Lena has escaped, and now must piece herself back together as she finds herself having to live without Alex and love. She becomes involved in the fight against the cure, the Rebellion, and then suddenly finds happiness again.. or does she?
For the first time the thought comes to me - I wish I hadn't crossed - and I push it away instantly, try to bury it. It's done now... There's no point in looking back. I can't look back.
Lauren Oliverwas born in Queens and raised in Westchester, New York, in a small town very similar to the one depicted in Before I Fall. Her parents are both literature professors, and from a very early age, Laura and her sister and were encouraged to make up stories, draw, paint, dance around in costumes, and essentially spend much of their time living imaginatively. Their house was old and full of art and towers and towers of books, still very much the kind of house Lauren likes best!
Lauren started writing as a way of extending her love of reading; when she read a book she loved, she would continue to write sequels for it (she was inadvertently a fan fic writer, before "fan fiction" was even a term!). Later on, she began working on her own stories, and keeping company with a lot of imaginary friends.
Lauren pursued literature and philosophy at the University of Chicago, and then moved back to New York to attend NYU's MFA program in creative writing. Lauren simultaneously began working at Penguin Books, in a young adult division called Razorbill, and while there, started work on Before I Fall. She left in 2009 to pursue writing full-time, and now she happily works in her pyjamas every day.
Lauren lives in Brooklyn, New York.
Hodder & Stoughton
Author: Lauren Oliver
Interview with Lauren Oliver
Question: Pandemonium is the second book in the Delirium trilogy - what can you share with us in regards to the storyline.
Lauren Oliver: Pandemonium is the second book in the Delirium trilogy. Delirium is about a world where love is viewed as a contagious disease that they haven't figured out how to cure. Pandemonium broadens the lens, rather than just focusing on one girl's transformation and emotional and psychological growth over the course of one summer, it really focuses more broadly on the society, on the resistance movement and on the world which is on the verge of war.
Question: How did you come across the idea for this trilogy?
Lauren Oliver: Actually the idea came from several different places. One of them was that I had been thinking about love and that was probably because I had read an essay by Gabriel Garcia Marquez in which he said "all good books are about either love or death". My first book, Before I Fall was very much about death so I was thinking about writing about love.
Several years ago I was at the gym, in New York and there was a big Swine Flu panic and I began thinking about representations of power (the panic was really blown heavily out of proportion, nobody was actually affected) and how as a regular person you don't necessarily have access to objective information, you don't know what's true and what's not.
Then I was thinking that if you look at the symptoms of love often in its earlier stages: inability to focus on anything else, sleep disruption, periods of euphoria followed by periods of depression it has a lot in common with psychiatric disorders we usually treat with medication. And that's where the idea came from
Question: Can you talk about the process involved in creating the character of Lena?
Lauren Oliver: There is a great quote about writing that essentially says "that writing is a socially acceptable form of schizophrenia" and I really do find that to be true. The character of Lena kind of just began speaking to me; I didn't consciously feel as if I was creating her. Although one thing that is very appealing to me as a writer is transformation; being able to show a character over time and that was something that writing Lena allowed me to do.

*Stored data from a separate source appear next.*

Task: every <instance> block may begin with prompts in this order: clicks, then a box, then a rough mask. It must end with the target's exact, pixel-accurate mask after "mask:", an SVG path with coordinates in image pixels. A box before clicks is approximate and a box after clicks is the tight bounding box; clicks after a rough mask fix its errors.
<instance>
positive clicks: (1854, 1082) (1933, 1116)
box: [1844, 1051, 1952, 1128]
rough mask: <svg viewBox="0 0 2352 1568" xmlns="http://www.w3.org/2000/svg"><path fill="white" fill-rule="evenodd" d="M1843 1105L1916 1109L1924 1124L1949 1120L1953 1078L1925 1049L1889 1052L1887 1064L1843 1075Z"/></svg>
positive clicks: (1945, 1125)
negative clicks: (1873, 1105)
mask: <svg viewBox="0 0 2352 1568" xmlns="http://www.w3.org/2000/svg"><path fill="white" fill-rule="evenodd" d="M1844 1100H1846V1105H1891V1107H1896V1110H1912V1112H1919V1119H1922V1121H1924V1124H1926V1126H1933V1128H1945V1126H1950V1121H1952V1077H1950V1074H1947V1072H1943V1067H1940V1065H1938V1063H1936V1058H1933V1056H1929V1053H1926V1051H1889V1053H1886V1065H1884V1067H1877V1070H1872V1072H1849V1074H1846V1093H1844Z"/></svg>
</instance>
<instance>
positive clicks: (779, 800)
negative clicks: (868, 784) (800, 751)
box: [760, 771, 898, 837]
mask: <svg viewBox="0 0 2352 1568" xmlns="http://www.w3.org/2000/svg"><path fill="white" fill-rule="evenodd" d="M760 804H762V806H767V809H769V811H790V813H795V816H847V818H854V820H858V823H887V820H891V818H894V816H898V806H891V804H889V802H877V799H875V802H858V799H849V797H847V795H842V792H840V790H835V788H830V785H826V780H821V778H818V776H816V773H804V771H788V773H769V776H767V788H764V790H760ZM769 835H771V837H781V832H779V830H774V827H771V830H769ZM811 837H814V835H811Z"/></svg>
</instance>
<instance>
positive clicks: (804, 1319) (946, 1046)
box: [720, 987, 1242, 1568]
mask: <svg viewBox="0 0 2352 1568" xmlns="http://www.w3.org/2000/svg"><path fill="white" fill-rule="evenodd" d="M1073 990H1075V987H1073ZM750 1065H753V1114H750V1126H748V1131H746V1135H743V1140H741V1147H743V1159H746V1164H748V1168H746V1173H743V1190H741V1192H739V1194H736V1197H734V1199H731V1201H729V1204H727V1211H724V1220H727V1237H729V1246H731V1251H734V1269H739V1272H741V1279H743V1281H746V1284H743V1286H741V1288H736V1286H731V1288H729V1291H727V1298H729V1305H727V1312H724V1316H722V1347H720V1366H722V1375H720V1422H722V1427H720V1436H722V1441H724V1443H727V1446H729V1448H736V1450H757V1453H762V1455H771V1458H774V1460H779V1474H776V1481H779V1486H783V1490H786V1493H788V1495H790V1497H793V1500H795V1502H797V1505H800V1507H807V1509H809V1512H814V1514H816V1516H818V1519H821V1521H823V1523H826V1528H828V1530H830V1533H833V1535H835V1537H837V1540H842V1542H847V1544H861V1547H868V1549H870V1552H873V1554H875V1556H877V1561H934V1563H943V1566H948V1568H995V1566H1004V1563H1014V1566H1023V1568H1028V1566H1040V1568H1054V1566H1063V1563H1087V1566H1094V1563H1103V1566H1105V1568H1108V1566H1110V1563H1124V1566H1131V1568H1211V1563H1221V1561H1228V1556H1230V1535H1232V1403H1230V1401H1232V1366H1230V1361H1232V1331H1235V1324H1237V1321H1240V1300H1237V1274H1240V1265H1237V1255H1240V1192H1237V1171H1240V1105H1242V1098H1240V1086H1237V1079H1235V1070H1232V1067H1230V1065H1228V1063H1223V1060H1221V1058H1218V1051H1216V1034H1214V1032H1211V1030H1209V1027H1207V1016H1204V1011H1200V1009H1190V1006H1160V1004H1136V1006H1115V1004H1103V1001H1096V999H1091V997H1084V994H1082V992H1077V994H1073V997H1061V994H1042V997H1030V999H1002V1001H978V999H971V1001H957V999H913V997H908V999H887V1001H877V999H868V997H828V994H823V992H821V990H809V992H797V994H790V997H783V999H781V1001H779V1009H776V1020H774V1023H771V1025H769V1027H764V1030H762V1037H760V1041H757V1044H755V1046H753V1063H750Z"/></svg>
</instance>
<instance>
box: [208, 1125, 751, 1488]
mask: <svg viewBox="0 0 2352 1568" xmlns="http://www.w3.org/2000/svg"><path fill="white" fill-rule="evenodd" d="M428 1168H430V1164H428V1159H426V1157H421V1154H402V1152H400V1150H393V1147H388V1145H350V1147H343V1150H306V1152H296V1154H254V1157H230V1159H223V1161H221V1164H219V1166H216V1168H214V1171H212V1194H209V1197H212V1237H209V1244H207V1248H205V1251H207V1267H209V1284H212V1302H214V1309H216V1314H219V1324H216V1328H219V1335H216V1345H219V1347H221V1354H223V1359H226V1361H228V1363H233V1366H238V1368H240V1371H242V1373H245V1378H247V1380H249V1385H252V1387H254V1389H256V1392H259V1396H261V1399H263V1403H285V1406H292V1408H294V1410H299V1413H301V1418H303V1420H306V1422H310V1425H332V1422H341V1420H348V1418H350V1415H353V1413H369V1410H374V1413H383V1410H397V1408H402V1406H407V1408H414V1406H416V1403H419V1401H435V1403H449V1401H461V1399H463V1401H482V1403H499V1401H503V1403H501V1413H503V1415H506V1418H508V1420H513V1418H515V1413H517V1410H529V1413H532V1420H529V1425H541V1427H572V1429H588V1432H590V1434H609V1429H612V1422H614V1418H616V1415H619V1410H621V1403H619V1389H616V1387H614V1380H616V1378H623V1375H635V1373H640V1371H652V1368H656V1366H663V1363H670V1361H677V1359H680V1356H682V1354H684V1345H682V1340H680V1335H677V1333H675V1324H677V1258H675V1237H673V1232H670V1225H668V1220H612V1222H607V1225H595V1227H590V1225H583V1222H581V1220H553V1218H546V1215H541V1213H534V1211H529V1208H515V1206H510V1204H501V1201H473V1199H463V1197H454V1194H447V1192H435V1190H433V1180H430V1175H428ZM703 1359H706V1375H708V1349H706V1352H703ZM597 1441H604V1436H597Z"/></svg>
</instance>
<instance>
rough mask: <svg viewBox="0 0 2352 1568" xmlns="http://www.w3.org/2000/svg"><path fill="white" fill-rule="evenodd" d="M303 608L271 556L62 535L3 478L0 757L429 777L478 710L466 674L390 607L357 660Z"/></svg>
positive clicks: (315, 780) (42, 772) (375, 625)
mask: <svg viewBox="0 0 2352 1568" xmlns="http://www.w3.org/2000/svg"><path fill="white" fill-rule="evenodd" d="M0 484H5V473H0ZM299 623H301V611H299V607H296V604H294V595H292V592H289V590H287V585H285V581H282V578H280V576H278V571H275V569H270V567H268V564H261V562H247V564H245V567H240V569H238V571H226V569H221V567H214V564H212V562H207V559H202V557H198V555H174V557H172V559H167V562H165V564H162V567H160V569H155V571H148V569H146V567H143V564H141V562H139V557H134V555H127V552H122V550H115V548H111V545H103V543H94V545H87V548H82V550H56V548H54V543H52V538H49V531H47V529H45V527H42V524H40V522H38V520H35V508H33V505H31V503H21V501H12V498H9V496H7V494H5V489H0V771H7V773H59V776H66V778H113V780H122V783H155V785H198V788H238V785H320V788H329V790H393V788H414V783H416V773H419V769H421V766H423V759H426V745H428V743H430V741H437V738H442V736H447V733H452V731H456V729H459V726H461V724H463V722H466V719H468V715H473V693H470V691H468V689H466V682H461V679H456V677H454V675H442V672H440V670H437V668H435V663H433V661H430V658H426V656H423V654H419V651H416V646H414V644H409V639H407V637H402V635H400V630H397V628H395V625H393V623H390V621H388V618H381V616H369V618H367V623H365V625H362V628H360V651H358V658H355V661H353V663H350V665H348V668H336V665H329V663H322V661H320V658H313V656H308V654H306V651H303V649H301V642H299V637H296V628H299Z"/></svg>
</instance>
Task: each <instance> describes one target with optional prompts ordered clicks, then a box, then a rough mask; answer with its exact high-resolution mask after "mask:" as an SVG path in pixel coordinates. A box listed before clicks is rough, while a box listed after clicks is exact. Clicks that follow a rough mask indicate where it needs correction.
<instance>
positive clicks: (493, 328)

Question: What was the most difficult part of writing Pandemonium?
Lauren Oliver: There is a lot more action in Pandemonium and a lot more choreographed fight scenes which is not my usual forte, if it was up to me I would just write plotless character studies for 800 pages. That was a real challenge but I loved it.
Question: Can you share with us anything about the final book in the trilogy, Requiem?
Lauren Oliver: I can only say that Requiem is told from two narrative points of view.
Question: What's the best thing about being an author?
Lauren Oliver: Getting to work in your pajamas (laughing)! I had a dream last night that I had an office job, I had applied for an bad assistance role at a literacy house and I realised I wouldn't be able to wear my pajamas to the office and I was really upset (laughing)!
I feel bad because my fiancé will come at 7pm and I'll still be wearing my pajamas and I'll be unshowered!